Anggota DPRD Kabupaten Soppeng dari Fraksi PDI Perjuangan, Ardi Doma dalam bingkai ilustrasi

DBS NEWS, SOPPENG – Anggota DPRD Kabupaten Soppeng dari Fraksi PDI Perjuangan, Ardi Doma mengkritik pelayanan PDAM Soppeng menyusul krisis air bersih yang melanda sejumlah wilayah di Tettikenrarae, Kecamatan Marioriwawo, selama dua pekan terakhir.

“Krisis yang melanda wilayah Tonronge, Kampung Baru Takalala, hingga Mario Indah ini dipicu oleh kerusakan pompa air PDAM di Asanae. Akibatnya, aktivitas harian warga terganggu lantaran kebutuhan dasar mereka tidak terpenuhi,” ujarnya, Kamis (9/4/2026).

Menurut Ardi, kerusakan infrastruktur yang terus berulang, baik pompa macet maupun pipa bocor, menunjukkan lemahnya sistem antisipasi PDAM. Waktu dua minggu tanpa distribusi air adalah durasi yang tidak masuk akal dan tidak dapat ditoleransi.

“Ini bukan sekadar gangguan teknis biasa, tapi kelalaian serius. PDAM seharusnya punya sistem respons cepat untuk fasilitas vital.
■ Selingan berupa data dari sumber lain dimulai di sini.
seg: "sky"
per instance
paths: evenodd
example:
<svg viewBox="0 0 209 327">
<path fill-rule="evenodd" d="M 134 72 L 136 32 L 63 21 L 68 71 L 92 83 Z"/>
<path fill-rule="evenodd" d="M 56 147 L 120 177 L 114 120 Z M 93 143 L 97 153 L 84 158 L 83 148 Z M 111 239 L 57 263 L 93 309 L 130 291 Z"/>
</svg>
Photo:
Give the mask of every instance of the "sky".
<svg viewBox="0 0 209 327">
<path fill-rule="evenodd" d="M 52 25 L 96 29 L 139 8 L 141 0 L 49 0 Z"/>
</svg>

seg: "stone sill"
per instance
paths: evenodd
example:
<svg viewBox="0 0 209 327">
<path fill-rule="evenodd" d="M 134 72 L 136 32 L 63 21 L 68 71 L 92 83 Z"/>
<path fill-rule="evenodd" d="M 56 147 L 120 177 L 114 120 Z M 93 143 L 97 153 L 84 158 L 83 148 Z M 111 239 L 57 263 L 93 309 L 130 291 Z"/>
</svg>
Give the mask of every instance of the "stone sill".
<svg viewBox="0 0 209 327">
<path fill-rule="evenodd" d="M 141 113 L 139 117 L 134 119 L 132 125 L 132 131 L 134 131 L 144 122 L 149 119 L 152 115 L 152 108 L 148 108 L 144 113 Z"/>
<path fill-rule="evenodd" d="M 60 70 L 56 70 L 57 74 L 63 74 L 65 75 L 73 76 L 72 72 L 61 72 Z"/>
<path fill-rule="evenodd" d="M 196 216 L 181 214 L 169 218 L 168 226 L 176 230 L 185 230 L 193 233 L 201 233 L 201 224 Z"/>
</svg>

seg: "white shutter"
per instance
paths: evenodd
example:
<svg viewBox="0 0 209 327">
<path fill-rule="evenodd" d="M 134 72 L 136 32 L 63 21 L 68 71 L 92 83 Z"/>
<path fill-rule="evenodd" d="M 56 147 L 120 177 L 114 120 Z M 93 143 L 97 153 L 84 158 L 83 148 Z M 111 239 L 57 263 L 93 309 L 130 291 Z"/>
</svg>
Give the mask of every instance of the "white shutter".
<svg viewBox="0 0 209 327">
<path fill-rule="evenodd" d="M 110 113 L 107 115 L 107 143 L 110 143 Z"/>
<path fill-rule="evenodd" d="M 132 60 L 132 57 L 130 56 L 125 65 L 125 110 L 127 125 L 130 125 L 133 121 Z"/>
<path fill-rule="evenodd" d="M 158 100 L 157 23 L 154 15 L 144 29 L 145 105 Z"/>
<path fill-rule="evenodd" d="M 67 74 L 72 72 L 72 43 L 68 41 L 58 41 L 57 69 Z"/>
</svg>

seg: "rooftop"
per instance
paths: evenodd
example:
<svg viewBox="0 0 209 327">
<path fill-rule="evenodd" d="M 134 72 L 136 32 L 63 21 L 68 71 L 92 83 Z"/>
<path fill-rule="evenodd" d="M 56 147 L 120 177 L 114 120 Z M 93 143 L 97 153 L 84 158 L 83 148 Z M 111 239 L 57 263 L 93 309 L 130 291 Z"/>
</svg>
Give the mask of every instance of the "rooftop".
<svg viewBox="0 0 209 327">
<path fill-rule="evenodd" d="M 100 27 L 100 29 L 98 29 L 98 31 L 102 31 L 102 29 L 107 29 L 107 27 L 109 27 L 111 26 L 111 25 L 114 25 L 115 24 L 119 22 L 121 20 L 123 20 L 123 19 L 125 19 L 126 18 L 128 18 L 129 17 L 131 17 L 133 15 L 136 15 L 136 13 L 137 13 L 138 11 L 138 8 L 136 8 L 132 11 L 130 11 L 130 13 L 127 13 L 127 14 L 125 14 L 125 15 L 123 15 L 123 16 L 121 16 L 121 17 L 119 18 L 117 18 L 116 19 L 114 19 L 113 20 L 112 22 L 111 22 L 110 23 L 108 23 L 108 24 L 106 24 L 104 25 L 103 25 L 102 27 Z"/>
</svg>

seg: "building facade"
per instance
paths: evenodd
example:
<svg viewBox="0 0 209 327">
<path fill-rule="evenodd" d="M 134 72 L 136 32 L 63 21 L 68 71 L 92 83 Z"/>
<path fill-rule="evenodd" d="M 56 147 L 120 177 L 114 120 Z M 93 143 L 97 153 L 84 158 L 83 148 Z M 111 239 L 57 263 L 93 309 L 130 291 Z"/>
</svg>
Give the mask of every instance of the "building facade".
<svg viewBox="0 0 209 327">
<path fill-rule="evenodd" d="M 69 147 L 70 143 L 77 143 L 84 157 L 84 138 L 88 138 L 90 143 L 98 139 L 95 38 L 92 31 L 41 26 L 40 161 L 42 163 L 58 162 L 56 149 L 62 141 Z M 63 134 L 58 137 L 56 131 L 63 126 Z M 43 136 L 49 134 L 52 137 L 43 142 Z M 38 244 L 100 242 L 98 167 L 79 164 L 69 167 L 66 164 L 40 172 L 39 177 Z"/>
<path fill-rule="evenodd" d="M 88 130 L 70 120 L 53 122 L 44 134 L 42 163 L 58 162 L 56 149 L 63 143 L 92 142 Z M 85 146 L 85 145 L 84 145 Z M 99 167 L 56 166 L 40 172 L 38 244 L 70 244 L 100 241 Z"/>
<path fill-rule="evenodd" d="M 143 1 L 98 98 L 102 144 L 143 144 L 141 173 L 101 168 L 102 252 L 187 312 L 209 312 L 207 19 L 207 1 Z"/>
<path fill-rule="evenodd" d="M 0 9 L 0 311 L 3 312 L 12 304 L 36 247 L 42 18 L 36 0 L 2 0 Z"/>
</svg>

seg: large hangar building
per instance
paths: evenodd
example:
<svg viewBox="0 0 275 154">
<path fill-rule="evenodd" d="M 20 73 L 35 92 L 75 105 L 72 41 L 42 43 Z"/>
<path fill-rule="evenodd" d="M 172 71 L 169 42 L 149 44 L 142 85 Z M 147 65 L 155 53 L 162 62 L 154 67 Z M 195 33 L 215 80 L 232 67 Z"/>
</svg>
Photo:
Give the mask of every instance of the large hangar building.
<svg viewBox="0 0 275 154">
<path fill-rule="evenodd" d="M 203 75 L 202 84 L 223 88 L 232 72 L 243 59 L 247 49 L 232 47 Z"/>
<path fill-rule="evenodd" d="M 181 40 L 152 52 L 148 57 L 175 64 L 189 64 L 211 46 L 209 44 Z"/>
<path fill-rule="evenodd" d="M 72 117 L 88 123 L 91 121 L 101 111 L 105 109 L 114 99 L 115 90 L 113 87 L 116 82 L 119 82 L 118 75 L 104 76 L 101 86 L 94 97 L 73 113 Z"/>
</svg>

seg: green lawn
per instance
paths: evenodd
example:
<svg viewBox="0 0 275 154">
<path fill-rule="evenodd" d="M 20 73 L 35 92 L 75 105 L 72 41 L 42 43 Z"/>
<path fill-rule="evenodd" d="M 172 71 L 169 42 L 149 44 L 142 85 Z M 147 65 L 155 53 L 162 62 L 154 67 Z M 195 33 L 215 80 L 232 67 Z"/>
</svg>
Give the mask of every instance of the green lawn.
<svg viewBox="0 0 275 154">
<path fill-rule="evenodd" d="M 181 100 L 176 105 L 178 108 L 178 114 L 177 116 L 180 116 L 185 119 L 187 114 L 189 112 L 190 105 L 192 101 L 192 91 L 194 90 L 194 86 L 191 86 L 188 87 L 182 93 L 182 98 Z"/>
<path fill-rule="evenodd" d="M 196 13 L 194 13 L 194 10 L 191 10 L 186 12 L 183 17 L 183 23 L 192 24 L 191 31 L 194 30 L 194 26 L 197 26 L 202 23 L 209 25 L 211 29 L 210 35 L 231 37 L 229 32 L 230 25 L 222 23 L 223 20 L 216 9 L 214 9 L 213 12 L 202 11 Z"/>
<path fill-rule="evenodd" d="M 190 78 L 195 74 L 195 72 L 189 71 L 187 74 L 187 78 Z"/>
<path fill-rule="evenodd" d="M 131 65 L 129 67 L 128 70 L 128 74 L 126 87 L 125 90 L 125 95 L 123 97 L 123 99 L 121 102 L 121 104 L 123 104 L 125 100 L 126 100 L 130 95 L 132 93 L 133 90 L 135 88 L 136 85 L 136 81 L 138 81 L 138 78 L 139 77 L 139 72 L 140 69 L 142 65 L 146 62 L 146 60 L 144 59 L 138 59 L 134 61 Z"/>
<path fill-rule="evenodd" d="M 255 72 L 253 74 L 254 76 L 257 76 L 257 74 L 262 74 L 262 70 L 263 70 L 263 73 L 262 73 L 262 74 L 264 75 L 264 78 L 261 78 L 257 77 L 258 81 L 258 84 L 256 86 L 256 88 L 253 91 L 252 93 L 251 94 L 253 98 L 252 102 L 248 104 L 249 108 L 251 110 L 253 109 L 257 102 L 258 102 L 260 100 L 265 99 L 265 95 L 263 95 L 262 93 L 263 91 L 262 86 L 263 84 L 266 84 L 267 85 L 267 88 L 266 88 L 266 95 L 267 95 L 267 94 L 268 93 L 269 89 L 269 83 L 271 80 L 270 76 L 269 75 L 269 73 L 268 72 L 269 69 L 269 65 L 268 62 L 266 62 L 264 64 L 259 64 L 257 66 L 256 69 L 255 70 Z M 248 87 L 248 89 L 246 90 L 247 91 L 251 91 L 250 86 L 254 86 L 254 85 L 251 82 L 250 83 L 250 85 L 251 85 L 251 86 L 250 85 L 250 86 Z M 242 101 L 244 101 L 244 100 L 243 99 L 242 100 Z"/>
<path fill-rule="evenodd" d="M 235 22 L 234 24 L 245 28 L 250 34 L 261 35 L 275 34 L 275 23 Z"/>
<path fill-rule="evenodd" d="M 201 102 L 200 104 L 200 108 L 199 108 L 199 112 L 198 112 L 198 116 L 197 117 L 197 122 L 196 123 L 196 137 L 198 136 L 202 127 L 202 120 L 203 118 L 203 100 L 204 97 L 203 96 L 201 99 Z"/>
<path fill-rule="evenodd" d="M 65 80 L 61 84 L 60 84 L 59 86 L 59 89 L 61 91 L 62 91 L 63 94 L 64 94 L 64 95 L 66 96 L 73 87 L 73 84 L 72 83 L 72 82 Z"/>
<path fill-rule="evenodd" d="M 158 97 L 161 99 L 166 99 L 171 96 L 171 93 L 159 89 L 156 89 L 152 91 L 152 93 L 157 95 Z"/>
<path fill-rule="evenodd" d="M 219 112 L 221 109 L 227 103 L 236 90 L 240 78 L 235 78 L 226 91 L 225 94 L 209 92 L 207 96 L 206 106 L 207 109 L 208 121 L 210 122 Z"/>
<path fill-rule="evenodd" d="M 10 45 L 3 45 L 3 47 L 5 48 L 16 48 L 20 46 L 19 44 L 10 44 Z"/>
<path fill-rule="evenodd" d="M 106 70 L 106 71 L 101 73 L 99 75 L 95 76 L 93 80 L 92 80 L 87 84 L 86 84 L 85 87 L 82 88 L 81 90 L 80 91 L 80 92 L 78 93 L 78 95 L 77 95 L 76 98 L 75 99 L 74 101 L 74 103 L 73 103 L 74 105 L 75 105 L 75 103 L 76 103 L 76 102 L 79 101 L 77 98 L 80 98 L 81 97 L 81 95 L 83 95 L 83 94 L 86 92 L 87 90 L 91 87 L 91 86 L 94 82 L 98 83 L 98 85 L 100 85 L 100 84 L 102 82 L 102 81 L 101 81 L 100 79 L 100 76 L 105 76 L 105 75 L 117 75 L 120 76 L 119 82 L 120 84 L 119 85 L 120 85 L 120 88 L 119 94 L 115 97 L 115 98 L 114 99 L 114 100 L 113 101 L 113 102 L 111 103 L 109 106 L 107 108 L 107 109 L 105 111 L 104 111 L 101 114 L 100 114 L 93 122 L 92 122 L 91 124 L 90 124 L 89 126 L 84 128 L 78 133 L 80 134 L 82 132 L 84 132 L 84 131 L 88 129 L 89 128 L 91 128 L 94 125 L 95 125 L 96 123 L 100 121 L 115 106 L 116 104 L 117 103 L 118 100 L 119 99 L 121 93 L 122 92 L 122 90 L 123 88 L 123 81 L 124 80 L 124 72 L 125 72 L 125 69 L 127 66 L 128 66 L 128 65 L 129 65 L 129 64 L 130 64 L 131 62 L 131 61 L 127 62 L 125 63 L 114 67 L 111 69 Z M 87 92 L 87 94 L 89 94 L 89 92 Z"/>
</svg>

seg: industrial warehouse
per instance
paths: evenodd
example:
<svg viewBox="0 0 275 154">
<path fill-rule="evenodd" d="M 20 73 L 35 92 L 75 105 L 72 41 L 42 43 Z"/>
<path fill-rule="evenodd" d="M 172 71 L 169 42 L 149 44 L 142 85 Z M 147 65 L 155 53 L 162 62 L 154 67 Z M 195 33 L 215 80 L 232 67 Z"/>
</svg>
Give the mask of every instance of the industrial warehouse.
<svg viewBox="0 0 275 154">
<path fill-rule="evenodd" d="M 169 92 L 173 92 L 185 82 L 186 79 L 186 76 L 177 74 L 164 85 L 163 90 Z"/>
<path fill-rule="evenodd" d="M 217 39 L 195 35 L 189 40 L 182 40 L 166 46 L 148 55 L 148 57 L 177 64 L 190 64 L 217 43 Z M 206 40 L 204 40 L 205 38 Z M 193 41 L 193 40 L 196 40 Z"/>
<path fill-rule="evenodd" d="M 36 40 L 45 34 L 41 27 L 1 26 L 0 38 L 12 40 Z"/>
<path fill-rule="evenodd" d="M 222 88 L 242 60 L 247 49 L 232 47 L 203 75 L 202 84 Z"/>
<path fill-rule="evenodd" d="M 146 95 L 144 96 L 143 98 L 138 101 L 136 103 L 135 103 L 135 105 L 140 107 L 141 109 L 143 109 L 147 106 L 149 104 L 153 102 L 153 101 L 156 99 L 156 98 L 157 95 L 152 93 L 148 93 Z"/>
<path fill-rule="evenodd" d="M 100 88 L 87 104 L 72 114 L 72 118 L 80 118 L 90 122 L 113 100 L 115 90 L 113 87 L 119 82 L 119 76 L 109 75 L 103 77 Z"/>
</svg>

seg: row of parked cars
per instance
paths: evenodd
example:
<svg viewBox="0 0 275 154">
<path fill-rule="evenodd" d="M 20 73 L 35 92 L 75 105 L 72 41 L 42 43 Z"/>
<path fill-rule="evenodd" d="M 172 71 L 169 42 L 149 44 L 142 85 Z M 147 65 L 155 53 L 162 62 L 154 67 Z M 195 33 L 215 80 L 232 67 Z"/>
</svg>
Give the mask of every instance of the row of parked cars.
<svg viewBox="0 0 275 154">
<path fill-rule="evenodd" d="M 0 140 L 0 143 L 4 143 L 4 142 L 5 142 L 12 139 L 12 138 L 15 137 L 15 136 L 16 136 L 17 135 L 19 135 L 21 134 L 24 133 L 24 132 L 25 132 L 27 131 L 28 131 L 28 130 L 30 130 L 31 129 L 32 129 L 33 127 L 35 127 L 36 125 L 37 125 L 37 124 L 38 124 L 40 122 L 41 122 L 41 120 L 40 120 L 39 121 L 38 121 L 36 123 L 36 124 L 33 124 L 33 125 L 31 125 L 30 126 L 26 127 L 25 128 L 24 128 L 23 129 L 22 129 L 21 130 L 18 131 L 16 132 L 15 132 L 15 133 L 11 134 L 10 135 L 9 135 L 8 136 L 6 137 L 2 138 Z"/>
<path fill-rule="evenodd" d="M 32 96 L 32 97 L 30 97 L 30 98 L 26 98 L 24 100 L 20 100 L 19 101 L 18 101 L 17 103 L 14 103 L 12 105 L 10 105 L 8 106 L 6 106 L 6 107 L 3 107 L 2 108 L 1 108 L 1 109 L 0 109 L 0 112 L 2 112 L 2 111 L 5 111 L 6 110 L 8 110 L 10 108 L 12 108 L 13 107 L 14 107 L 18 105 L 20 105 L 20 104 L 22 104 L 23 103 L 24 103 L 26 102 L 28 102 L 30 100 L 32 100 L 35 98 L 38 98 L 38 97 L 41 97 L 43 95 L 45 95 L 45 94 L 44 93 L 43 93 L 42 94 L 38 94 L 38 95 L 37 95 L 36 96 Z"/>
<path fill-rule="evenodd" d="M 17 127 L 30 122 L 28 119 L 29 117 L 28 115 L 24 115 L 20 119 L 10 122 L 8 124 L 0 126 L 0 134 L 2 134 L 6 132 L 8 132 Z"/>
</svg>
Masyarakat tidak boleh terus-menerus menjadi korban manajemen yang lemah,” ujar Ardi.

Menyikapi kondisi tersebut, Ardi mendesak PDAM Soppeng untuk segera melakukan langkah konkret dengan mempercepat perbaikan atau mengganti pompa yang rusak.

Sambil menunggu proses teknis selesai, ia menuntut penyediaan solusi darurat berupa distribusi air melalui mobil tangki secara merata ke wilayah terdampak agar aktivitas warga tidak semakin lumpuh.

“Jika dalam waktu dekat tidak ada langkah konkret, maka persoalan ini layak untuk dibawa ke forum resmi DPRD melalui komisi terkait untuk melakukan evaluasi serius terhadap kinerja PDAM.”

“Kami berdiri bersama rakyat. Bersuara untuk kepentingan dan kebutuhan rakyat, karena air adalah kebutuhan, bukan kemewahan,” ujar Ardi.

Sementara itu, hingga berita ini dipublikasikan, pihak PDAM Soppeng belum bisa dikonfirmasi terkait permasalahan ini.